From Our McMinnville Paper…

Is dog slobber good for your health?

Researchers are now preparing a study seeking to confirm that dog slobber, by itself (and not just the psychological advantages of playing with and petting a dog), might provide human health benefits, such as relief from asthma, allergies and inflammation. Specialists from the University of Arizona and University of California San Diego point to existing evidence of the comparative healthiness of dog-owning families and suspect that canine saliva, like yogurt, may have unusual probiotic value.

Jaxson sure has lots of slobber. Hmmmm… maybe I can get Mr. Basketmaker to try it and see if it’s true? I’ll keep you posted…

* Above article from Southern Standard, McMinnville, Tenn., Sunday, March 29, 2015 • Chuck Shepherd’s column ‘News of the Weird’

Five Questions Friday: Special Ed

Q:So tell me about your workshop last weekend… I heard you had a well-known basketmaker in your class.
Eric: Yes I did. And who told you? I also don’t want to name drop since you know it’s not my style. But all I will say is he’s from Nantucket.

Q: Come on… name drop? Seriously? What does that mean?
Eric: It means naming names and I guess I could but I don’t want to. Not really sure how to answer that but I rarely talk about my students. You know that saying about Las Vegas? Well, my motto is “What happens in my class, stays in my class.”

Q: Really? Because I’ve heard a couple stories of some of your students. 
Eric: Okay, well maybe a couple, or a few, leak out.

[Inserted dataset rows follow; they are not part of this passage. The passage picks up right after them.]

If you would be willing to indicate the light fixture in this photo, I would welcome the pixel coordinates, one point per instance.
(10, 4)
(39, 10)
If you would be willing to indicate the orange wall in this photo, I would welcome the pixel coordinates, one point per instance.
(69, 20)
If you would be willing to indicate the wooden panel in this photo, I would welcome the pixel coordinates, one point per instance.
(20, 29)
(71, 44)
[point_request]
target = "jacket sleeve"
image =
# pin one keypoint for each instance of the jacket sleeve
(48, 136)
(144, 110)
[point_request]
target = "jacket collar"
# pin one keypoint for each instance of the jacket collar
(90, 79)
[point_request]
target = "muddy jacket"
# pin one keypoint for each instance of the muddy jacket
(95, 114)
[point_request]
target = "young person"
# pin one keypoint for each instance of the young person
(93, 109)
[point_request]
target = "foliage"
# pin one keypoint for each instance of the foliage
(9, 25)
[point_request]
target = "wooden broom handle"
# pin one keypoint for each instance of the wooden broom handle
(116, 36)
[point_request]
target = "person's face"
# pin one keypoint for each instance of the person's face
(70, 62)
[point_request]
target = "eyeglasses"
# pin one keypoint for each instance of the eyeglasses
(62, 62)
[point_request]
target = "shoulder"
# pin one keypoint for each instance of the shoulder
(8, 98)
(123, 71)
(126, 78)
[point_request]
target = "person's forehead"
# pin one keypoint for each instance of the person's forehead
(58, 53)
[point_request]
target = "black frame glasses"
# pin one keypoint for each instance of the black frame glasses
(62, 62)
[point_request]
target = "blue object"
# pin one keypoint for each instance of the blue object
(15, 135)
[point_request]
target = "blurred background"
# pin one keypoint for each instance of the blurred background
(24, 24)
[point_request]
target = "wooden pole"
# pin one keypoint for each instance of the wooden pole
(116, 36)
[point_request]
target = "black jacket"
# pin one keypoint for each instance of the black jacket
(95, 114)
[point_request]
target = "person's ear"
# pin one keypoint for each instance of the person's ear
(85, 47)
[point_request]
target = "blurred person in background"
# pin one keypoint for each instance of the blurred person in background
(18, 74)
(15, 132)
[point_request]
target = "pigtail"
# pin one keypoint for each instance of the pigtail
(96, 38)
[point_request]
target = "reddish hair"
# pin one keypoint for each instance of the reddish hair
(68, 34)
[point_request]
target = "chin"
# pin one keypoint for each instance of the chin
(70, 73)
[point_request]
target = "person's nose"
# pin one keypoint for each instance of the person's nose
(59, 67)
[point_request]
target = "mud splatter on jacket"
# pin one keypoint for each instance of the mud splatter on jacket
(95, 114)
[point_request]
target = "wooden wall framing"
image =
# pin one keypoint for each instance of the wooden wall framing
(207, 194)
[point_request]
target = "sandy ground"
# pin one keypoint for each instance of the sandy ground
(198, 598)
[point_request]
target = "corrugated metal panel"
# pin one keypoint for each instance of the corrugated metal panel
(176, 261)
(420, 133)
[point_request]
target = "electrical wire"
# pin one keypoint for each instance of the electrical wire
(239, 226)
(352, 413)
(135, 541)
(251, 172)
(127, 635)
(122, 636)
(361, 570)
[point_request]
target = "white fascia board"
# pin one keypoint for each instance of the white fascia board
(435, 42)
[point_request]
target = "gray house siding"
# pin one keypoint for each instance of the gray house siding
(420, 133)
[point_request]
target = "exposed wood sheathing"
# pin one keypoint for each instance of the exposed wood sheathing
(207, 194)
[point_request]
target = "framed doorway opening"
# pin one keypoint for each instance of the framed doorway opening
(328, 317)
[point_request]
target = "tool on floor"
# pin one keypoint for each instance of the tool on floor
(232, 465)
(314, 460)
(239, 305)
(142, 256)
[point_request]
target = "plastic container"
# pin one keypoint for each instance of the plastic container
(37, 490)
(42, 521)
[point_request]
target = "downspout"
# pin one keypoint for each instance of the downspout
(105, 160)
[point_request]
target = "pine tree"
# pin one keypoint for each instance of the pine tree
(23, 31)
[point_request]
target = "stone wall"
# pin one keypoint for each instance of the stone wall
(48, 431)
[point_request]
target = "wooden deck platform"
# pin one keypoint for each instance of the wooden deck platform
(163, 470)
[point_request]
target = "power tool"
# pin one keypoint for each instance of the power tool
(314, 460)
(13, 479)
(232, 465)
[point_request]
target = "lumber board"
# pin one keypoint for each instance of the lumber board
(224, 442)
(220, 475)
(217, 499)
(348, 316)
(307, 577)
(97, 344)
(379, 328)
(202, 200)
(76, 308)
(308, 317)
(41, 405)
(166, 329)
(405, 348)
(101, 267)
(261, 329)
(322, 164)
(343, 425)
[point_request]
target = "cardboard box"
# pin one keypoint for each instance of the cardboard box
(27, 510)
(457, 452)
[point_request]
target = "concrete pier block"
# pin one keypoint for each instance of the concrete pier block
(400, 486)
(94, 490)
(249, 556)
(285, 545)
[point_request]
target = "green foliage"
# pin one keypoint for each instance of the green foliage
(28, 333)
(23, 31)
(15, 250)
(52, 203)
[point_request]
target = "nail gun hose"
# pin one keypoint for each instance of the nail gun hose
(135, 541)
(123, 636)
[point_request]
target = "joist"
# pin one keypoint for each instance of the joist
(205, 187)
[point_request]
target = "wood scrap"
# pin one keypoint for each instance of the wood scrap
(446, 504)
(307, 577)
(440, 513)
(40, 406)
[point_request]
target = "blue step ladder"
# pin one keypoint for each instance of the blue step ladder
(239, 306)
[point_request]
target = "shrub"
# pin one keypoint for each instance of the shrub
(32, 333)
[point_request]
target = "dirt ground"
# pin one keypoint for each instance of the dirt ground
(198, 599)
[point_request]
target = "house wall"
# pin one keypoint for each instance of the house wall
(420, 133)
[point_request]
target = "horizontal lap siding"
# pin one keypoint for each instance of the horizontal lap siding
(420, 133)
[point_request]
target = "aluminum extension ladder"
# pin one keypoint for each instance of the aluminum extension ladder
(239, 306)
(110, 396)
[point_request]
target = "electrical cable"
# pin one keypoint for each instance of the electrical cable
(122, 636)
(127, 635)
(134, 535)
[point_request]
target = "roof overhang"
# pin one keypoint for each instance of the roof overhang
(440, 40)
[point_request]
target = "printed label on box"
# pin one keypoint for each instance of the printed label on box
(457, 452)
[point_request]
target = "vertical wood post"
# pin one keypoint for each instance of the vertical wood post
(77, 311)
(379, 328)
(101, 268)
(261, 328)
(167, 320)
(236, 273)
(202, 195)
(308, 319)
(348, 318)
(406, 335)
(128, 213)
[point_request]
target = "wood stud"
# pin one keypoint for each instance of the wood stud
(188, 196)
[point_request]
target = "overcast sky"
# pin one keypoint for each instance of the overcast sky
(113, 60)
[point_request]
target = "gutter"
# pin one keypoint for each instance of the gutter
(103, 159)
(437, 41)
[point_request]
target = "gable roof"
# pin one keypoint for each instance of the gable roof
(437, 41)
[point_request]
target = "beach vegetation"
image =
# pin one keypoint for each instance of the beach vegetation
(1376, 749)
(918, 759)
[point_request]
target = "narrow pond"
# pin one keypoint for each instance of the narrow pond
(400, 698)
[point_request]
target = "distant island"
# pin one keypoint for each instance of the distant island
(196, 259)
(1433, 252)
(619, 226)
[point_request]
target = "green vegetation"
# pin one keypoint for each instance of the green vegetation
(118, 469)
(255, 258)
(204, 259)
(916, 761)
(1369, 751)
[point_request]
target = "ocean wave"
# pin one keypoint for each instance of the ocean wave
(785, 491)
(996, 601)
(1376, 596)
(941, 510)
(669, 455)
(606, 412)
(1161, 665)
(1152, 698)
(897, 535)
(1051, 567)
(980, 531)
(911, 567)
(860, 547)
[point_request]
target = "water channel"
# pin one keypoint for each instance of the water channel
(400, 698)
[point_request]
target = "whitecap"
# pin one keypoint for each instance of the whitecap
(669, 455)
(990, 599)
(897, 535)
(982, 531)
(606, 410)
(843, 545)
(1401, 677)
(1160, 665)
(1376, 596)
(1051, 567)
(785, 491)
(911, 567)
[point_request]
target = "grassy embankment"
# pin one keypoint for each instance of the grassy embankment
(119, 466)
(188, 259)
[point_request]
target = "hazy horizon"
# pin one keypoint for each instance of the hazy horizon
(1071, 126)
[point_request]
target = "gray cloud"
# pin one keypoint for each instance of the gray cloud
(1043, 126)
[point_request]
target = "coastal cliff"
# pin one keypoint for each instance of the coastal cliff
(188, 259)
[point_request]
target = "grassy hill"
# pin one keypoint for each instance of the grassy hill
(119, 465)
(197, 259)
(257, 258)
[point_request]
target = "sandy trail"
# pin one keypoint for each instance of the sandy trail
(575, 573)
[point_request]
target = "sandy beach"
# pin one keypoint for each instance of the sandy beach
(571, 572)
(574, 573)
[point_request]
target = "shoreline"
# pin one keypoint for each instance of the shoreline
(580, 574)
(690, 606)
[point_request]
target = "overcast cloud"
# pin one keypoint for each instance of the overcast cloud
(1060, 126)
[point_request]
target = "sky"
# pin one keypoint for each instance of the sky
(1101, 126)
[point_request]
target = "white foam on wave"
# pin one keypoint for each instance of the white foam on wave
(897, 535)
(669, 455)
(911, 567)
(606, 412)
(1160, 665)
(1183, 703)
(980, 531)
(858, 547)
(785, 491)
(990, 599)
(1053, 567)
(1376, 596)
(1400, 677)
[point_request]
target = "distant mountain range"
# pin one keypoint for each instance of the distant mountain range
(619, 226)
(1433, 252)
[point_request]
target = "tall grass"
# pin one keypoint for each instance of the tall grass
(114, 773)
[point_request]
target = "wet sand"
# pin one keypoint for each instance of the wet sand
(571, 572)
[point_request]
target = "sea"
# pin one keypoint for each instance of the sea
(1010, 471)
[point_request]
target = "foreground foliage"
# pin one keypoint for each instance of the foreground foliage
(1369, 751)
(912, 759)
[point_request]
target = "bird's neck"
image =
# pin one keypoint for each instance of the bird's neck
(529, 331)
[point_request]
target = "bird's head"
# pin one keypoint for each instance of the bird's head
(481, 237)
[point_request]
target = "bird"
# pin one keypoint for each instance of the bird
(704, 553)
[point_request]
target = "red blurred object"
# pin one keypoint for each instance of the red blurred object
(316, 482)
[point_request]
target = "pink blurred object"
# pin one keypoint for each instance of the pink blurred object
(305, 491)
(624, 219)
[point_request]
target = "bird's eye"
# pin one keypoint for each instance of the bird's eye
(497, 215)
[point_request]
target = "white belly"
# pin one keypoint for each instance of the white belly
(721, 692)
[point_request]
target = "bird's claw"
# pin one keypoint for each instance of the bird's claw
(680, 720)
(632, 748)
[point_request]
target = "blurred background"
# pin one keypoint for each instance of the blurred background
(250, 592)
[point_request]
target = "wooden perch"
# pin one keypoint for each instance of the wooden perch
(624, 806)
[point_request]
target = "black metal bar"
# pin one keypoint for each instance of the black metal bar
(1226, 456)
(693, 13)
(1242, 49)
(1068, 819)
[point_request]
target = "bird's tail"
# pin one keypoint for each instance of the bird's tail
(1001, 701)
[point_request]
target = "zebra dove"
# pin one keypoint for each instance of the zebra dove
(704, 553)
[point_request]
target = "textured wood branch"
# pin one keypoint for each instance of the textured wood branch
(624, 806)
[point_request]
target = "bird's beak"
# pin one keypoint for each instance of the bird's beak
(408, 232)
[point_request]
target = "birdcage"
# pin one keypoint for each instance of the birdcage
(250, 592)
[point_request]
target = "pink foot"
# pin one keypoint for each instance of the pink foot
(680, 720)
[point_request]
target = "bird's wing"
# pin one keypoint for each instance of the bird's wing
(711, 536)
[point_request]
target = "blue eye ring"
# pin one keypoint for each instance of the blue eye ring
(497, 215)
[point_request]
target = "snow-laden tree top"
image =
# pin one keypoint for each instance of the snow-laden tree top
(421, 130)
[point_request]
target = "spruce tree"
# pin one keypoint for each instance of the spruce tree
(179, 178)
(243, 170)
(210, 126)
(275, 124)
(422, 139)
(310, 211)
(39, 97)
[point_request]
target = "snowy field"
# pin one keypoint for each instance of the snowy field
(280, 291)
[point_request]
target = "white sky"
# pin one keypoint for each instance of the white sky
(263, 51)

Q: Speaking of name-dropping, I need to call out a person on behalf of my cousin, K. I know that when you have more than a certain number of students, you can bring in a teacher’s assistant. What if I asked my Uncle Ed to be your assistant? And what would he help you with?
Eric: Uhm, I’d pretty much tell him to run to Starbucks for me and then take the rest of the day off.
(yeah, I don’t find that funny.) 

Q: What annoyed you this week?
Eric: Well, as you were asking me this question, that stupid TENA commercial for some kind of leakage I don’t want to know about, that has that woman driving the car singing “Fiiiinnnaaallllyyyyy….!”

And it also shows the people in the theater with the narrator saying “laugh out loud, as loud as possible,” which basically tells people to be totally annoying in public and don’t worry about all the other people you are really ticking off…

it reminds me of that show called the Actor’s Studio or something like that and there was always this woman in the front row that would be laughing so loud, even after everyone else was quiet and would even laugh at things that weren’t even funny and then…
Okay… we get it… you don’t like that commercial that tells people to sing and laugh really loud as they want.
Eric: Well, that really annoys me when people laugh out loud at something that is not funny at all.

Five Questions Friday: Spark

chevy-spark-van-breakdown-basketry-travelThis week’s questions need to start with what’s usually his last question which is…

Q: What aggravated you this week?
Eric: The van breaking down 90 minutes away from home on my way to the convention in North Carolina.

Q: What happened?
Eric: At the time, I didn’t know but a loud ding and a light went off that said “check engine.” I got off the highway and looked around to have it checked out. The first place couldn’t fix it so they sent me to another garage. They looked at it and said they were able to fix it but not until the next day because they had to order the part.

Q: So what did you do?
Eric: I couldn’t wait since I was teaching my first class the next day at the NCBA. So I called Hertz and got a ride to get my new rental car, which happens to be red and very little. A Chevy Spark to be exact. Did I say that it was tiny?.

Q: Yes, you did. How did you fit in all your stuff?
Eric: I barely did. I had the passenger seat, back seat and the barely-there hatchback trunk completely filled. I couldn’t fit my wheel cart to lug all this stuff into the hotel, so left that behind. It was very uncomfortable.

Q: Okay, so you made it. Let’s end on a positive note… Anything funny happen in class?
Eric: Yes. You know all the shop cloths you cut for my classes? Well, someone asked out loud, in front of everyone, “Did these used to be your pajamas?” I quickly replied, “I prefer to call them lounge pants.” Everyone burst out laughing. And then we talked about how we were hosted at someone’s house many years ago and she told everyone the rags they were using to oil their baskets were cut from her old underwear.
(Actually, those plaid “shop cloths” I cut for you were from my old pajamas. Hey, they were washed beforehand! And they were too ‘used’ to donate. Glad they not only came in handy, but they provided some much-needed entertainment.)